Saturday 21 June 2014

'Blink and Smile' by Jo Gatford


I don’t use that hackneyed line. I’m not on a stage, but in a supermarket queue. My line is worse than “look into my eyes” but it works, drawing attention to hers, instead: “My God, you have beautiful eyes…” And she’ll look away sideways, give a purse-lipped smirk, leave it there on her mouth longer than she needs to, and then - there it is – right into my gaze. She has to take those few little moments to decide if she’s flattered, freaked out, or if I’m worth flirting with. All I need is a slow blink and a smile.
The blink is the clincher. By that point I have my hand on her shoulder – just enough weight behind it to anchor my words – and the suggestion of acquiescence whispers across the checkout. Her eyes close and her heart rate slips a few beats per minute. I tell her not what she needs to do, but what she wants to do, what suddenly seems like the very best idea, to void the till and open the register, to shift her hips to the side as the drawer shoots out. Her conscience is clean, her intent pure. The purpose is not to violate, but to nudge, like a kitten weaving through her ankles, edging her towards the kitchen.

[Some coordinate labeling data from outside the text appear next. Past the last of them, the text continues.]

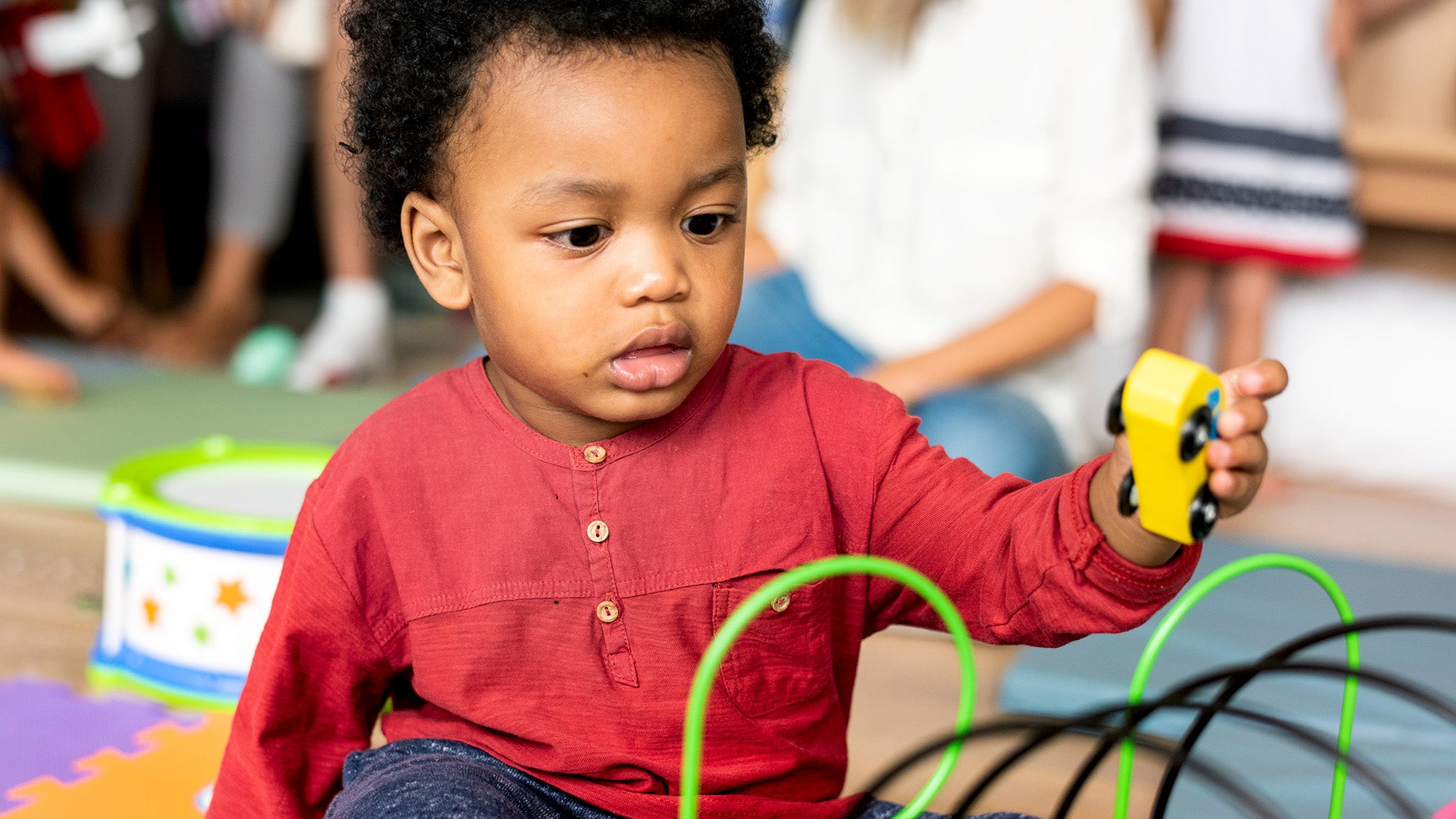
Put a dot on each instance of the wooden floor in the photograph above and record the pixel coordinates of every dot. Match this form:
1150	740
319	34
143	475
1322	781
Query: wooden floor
52	580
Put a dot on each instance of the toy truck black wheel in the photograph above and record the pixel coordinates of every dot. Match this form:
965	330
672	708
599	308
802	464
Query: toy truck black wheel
1115	411
1196	432
1203	513
1128	496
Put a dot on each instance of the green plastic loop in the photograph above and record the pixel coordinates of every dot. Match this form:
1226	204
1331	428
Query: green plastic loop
753	606
1187	602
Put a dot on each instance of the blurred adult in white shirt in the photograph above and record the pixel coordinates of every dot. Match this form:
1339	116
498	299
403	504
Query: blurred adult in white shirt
959	210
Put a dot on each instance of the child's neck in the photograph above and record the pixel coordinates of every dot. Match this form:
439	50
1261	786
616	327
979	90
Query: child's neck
557	423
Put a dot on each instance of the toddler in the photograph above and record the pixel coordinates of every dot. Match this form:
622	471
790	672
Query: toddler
528	555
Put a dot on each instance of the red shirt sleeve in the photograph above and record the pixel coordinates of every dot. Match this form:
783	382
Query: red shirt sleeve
317	685
1024	563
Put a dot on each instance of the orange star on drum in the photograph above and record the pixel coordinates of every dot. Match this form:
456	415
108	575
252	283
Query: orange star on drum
231	595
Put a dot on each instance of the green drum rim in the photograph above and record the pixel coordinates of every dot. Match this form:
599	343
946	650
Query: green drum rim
132	486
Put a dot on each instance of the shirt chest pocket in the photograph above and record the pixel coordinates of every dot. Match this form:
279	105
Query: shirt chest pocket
784	656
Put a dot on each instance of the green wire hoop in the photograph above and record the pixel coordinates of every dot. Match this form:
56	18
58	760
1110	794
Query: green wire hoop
787	582
1187	602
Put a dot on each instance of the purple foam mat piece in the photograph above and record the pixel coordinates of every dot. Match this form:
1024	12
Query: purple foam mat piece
46	727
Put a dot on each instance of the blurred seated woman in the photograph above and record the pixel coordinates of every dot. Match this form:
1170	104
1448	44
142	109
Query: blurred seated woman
957	209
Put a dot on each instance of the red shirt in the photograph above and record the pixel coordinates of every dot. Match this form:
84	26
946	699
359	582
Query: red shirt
455	558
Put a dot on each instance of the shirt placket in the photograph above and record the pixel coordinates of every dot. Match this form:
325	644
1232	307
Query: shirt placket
599	539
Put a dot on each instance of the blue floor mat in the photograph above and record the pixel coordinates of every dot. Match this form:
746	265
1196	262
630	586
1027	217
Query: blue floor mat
1244	620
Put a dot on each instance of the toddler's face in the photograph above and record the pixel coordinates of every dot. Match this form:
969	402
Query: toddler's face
593	223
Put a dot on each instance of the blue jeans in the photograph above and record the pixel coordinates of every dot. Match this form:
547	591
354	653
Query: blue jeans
994	427
438	778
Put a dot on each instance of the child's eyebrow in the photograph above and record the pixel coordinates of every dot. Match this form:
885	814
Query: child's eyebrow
569	189
561	189
732	173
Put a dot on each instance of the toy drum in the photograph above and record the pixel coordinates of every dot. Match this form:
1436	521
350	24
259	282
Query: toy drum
194	548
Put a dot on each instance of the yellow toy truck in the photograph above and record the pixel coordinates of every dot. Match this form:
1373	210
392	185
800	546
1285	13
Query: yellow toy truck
1170	410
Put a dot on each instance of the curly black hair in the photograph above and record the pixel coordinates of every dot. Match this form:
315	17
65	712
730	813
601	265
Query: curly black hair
414	62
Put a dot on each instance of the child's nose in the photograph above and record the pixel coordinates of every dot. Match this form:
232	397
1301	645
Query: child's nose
654	274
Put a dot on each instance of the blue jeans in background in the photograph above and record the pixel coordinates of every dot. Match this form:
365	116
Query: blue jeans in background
994	427
438	778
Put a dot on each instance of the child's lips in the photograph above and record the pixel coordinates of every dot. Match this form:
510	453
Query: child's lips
657	357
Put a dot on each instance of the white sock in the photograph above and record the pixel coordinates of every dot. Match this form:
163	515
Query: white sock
349	339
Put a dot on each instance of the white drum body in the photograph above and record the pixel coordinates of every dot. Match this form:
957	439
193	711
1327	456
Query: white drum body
194	550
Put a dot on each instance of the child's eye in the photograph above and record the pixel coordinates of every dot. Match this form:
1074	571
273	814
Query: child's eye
580	238
705	223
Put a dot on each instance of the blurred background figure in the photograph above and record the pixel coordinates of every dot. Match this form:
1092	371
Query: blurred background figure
267	103
30	251
1253	177
959	207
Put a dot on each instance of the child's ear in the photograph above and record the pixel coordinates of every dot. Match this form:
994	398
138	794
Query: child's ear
435	248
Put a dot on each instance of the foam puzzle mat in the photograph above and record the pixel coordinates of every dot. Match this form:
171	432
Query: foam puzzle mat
66	755
59	456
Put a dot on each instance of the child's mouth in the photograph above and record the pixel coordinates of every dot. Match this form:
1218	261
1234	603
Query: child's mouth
654	360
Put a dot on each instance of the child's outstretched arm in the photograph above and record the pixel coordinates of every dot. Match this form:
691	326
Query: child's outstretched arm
315	689
1237	461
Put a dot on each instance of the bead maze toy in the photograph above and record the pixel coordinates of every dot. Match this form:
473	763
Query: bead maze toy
194	550
1168	407
1117	724
1170	410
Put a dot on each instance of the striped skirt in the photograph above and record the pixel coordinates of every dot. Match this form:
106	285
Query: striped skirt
1230	193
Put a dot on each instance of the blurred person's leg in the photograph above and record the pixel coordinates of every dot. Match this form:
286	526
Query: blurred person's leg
1247	292
260	127
777	315
110	178
24	373
1182	292
352	334
995	429
33	254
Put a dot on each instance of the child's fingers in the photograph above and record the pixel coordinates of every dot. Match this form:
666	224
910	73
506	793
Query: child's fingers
1262	379
1246	454
1234	490
1247	416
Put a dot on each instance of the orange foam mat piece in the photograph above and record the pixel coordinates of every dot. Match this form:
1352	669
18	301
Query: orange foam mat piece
159	781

There’s never more than a couple of hundred, usually, in supermarket cash registers – but that’s plenty enough for five minutes of magic. I rub her collar bone with my thumb as she slides out the notes. Nothing quite like that little plastic clack as the cash holders run empty. She hands over the money with a face so empty, so serene, it could be a portrait on a dinner plate. If she’s sweet enough I’ll press my cool palm against her blushing cheek, tell her how well she did, how wonderfully she moved, how very, very pretty her eyes really truly are.
The store’s closed-circuit camera footage will show her consent and not every manager will believe her story. But even when she’s fired, she’ll retain a vague sense of accomplishment, she’ll remember the warm pride of pleasing some paternal figure she thought she’d outgrown. She won’t see me afterwards, tapping my cigarette into the puddles outside the automatic doors. She’ll frown at me when I half-cock a smile – just another pervert staring at her tits – and she’ll pass by to a bus or a car or a train or a wet walk home at the end of a shitty and wholly confusing day.
And I must resist, as she goes, complimenting her eyes.